Non ha avuto un debutto facile, col fallimento della General Motors, nientedimeno, e una possibile guerra nucleare in Medio Oriente. Ma di più Obama ha fatto di suo: come la mula del Berni, sta sollevando le pietre per inciamparvi dentro. Vittima della stessa voglia di piacere e compiacere che lo ha portato al successo: patronizing è la sua divisa, Obama passerà alla storia come il Buono, ma lo sta mettendo in un imbuto, e con lui il mondo.
Una falsa partenza Obama ha avuto con la crisi. Occupandosi delle banche, che non ne avevano bisogno, mentre invece è tutta l’industria americana che rischia di fermarsi, con la General Motors, l’energia (l’energia verde purtroppo fattura poco), e la stessa informatica. Una falsa partenza ha avuto con la Corea del Nord. Che vuol essere trattata col bastone, e non con gli squittii della signora Clinton. È così che dopo un lungo sonno Pyongyang può di nuovo pensare di annettersi Seul, l’impensabile. Una tripla falsa partenza ha avuto in Medio Oriente.
Obama ha convocato il governo israeliano a Washington, per chiedergli uno Stato palestinese. Non era sbagliato. Ma lo è diventato alla seconda mossa, il reverente omaggio ai rais e capataz arabi, col presidente degli Usa che si scomoda apposta per loro. E più per il deferente linguaggio - benché sempre informe, monotono, di chi legge sul “doppio gobbo” laterale, a destra e sinistra alternatamente - che usa in loro omaggio. Sta esaltando cioè il peggio del mondo arabo, e ancora non lo sa, perché è come se chiedesse loro perdono. Gli Stati Uniti non sono in guerra col mondo arabo, che anzi hanno sempre protetto, contro l’Europa, contro il sovietismo, contro la sovversione. Hanno solo protetto anche Israele, come è loro dovere – e come è ancora loro interesse. Il presidente degli Stati Uniti non è il papa e non ha mea culpa da recitare, perché tanto siamo colpevoli. Né ha un dialogo interreligioso da intrattenere. Non ha neanche della crociate da farsi perdonare, o delle scorrerie e avanzate turche da memorizzare, perché no. L’islam è adulto, è ricco, è forte, e quello di cui ha bisogno sono atti conclusivi, non le pacche sulle spalle per ottenerne dei bravo! bis! per il giubilo della piazza, che solo ne alimentano la sterile immarcescibile superbia.

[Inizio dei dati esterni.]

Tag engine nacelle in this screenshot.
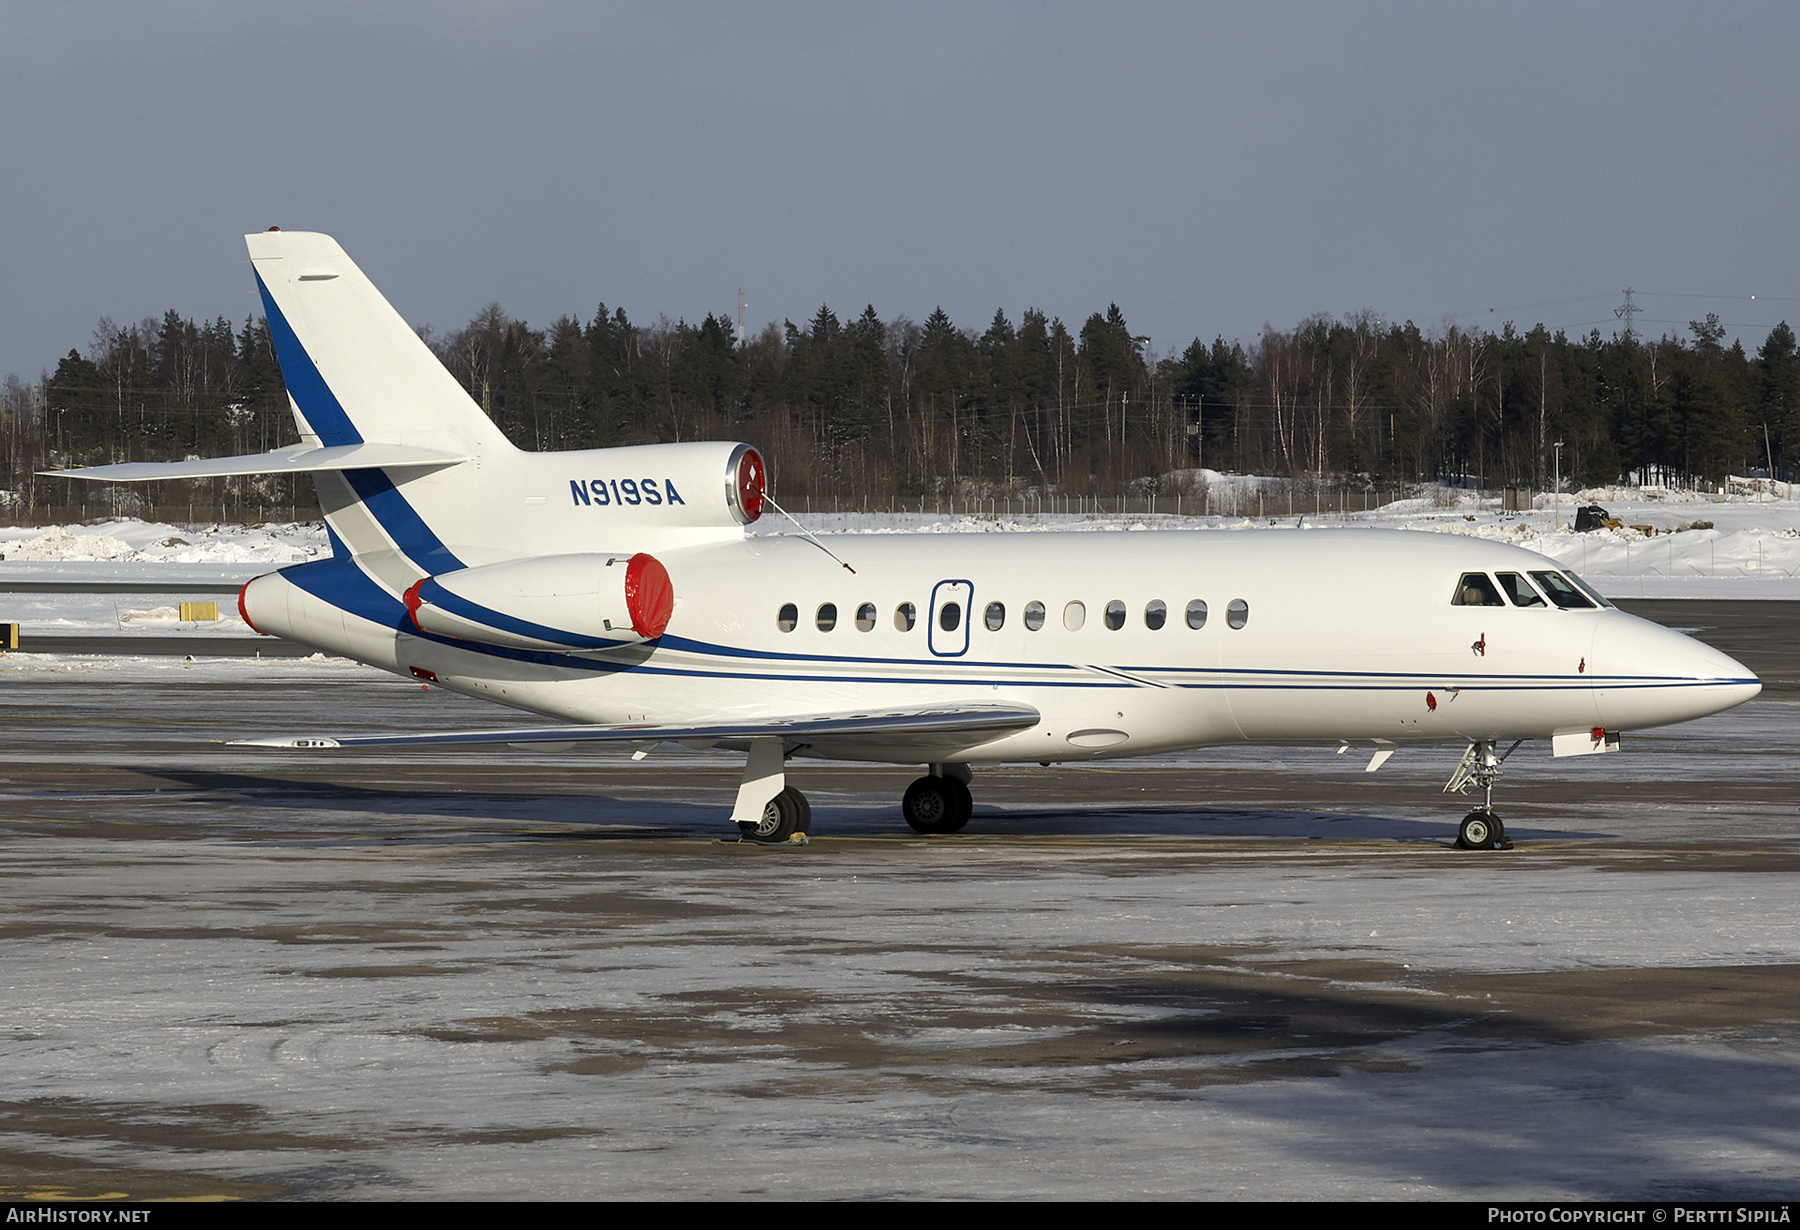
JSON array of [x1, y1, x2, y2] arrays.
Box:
[[405, 552, 674, 651], [556, 440, 765, 529]]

Il risultato immediato è che nessuna pace sarà possibile. Tanto meno quella a due stati che Obama ha decretato prima di mediarla. Perché gli arabi non sono pronti, e Israele ora meno che mai. Un altro presidente, Carter, ha tentato al primo mandato una mediazione, ed ha ottenuto Camp David, il solo buon risultato in una guerra ormai di sessanta anni, la pace fra Israele e Il Cairo. Ma aveva a segretario di Stato un duro, Brzesinski, e non la signora Clinton, che non sembra capire come va il mondo. Fare il primo passo isolando Israele non è prenessa di nessuna trattativa - e uno scenario perfino si intravvede in cui Obama, che tanto ama essere popolare, non sarà rieletto.
Il tributo ai potentati arabi è fatto anche per irritare l’Iran. Un risultato concreto dle suo triplice errore sarà che l’Iran non si arresta e anzi avanza col programma nucleare. Nel mondo degli ayatollah tanta arrendevolezza ha un solo significato: incrementare la diffidenza, e lo spazio di manovra. Non ci vorrà molto per saperlo: dopo le elezioni, anche se faranno eleggere un moderato, non c’è dubbio che incrementeranno il contenzioso nucleare. Non c’era altra ragione per sperimentare due settimane fa il missile a lunga gittata. Che, anche se l’Iran dovesse, in cambio della luna, firmare il trattato di non proliferazione nucleare, comunque resta negli arsenali. Ma Obama non l’ha capito.